FUT3 facilitates glucose metabolism of lung adenocarcinoma via activation of NF-κB pathway

Abstract

Objective: Fucosyltransferases (FUTs) molecules have been identified to be involved in carcinogenesis of malignant tumors. Nevertheless, the biological function of fucosyltransferases-3 (FUT3) in lung adenocarcinoma (LUAD) malignant phenotype remains unclear. Herein, we investigated the association between FUT3 and LUAD pathological process.

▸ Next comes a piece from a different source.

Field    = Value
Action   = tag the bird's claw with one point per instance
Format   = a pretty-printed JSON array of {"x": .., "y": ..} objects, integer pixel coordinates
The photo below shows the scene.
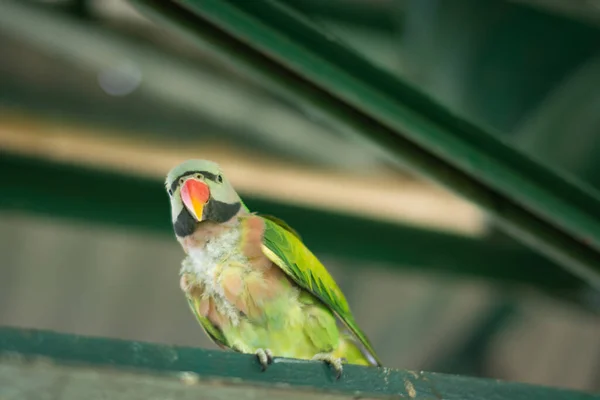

Methods: Immunochemistry, RT-qPCR and western blot assays were conducted to evaluate the expression of FUT3 in LUAD and corresponding adjacent tissues. The prognostic value of FUT3 was assessed via Kaplan‑Meier plotter database. The biological process and potential mechanism of FUT3 in LUAD were conducted via GSEA. Additionally, immunofluorescence and metabolite activity detection were performed to determine the potential role of FUT3 in LUAD glucose metabolism. The active biomarkers associated with NF-κB signaling pathway were detected via western blot. Subcutaneous tumor model was conducted to analyze the effect of FUT3 on tumorigenesis of LUAD.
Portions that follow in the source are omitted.